Front Aging Neurosci. 2019 Nov 15;11:315. doi: 10.3389/fnagi.2019.00315. eCollection 2019.
Research indicates that after advanced age, the major risk factor for late-onset Alzheimer’s disease (AD) is female sex. Out of every three AD patients, two are females with postmenopausal women contributing to over 60% of all those affected. Sex- and gender-related differences in AD have been widely researched and several emerging lines of evidence point to different vulnerabilities that contribute to dementia risk. Among those being considered, it is becoming widely accepted that gonadal steroids contribute to the gender disparity in AD, as evidenced by the «estrogen hypothesis.» This posits that sex hormones, 17β-estradiol in particular, exert a neuroprotective effect by shielding females’ brains from disease development. This theory is further supported by recent findings that the onset of menopause is associated with the emergence of AD-related brain changes in women in contrast to men of the same age. In this review, we discuss genetic, medical, societal, and lifestyle risk factors known to increase AD risk differently between the genders, with a focus on the role of hormonal changes, particularly declines in 17β-estradiol during the menopause transition (MT) as key underlying mechanisms.
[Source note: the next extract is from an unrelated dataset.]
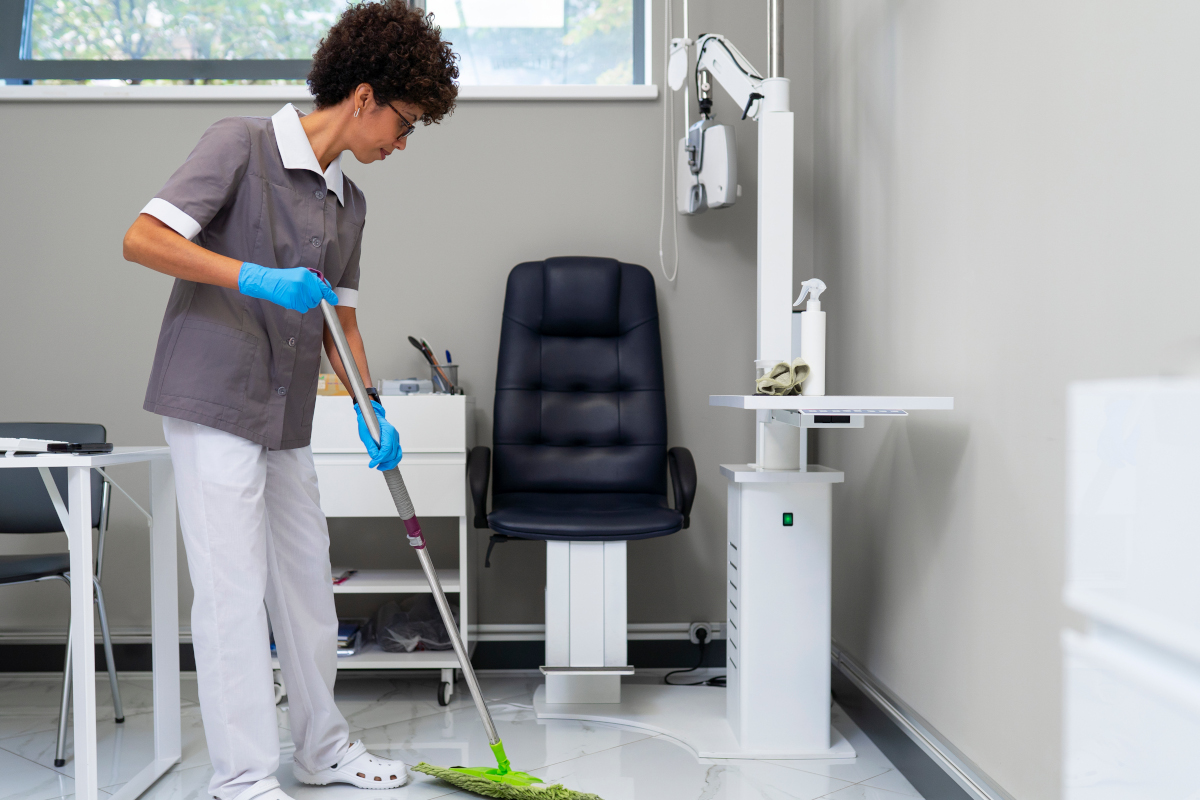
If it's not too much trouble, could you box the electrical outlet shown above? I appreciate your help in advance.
[688,622,713,644]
In conclusion, AD is a neurodegenerative disorder that has shown strong sex and gender differences in several aspects of the disease, including a faster onset of AD pathology and disease progression after diagnosis, and different risk factors that may account for the increased female prevalence of AD. This review article focused on the research dedicated to understanding the effects of estradiol in terms of gender and sex differences in AD, and the negative effects of MT as a tipping point for middle-aged women. The research findings presented range from studies on molecular mechanisms and preclinical models that clearly highlight estradiol’s interactions with a number of signaling and transcriptional pathways involved in cognition and memory, to neuroimaging studies that visualized ADrelated brain changes during the MT. Recent clinical trials and re-examinations of existing data lend support to the use of HRT as a possible risk reduction intervention in women at risk for AD, though more work is needed to examine this. Future research studies examining the underlying mechanism of estradiol’s neuroprotective action in AD are warranted. In order to address the growing AD epidemic, the field is shifting toward early detection and primary and secondary prevention efforts (Isaacson et al., 2018). It is crucial that these prevention and clinical trials take into account sex differences in AD biomarkers, disease progression, and gender differences with respect to modifiable risk factors to aid in the development of therapeutics for both men and women. Historically, women have been underrepresented in studies elucidating the underlying mechanisms of AD which has significantly impeded our understanding of gender differences (Mazure and Jones, 2015). Women still remain underrepresented in clinical trials of CVD, a known AD risk factor (Shen and Melloni, 2014). Future AD research studies should actively aim to increase women’s overall participation and analyze the influence of sex or gender on health outcomes. A better understanding of sex and gender differences is crucial toward the development of individualized AD risk reduction strategies and treatments.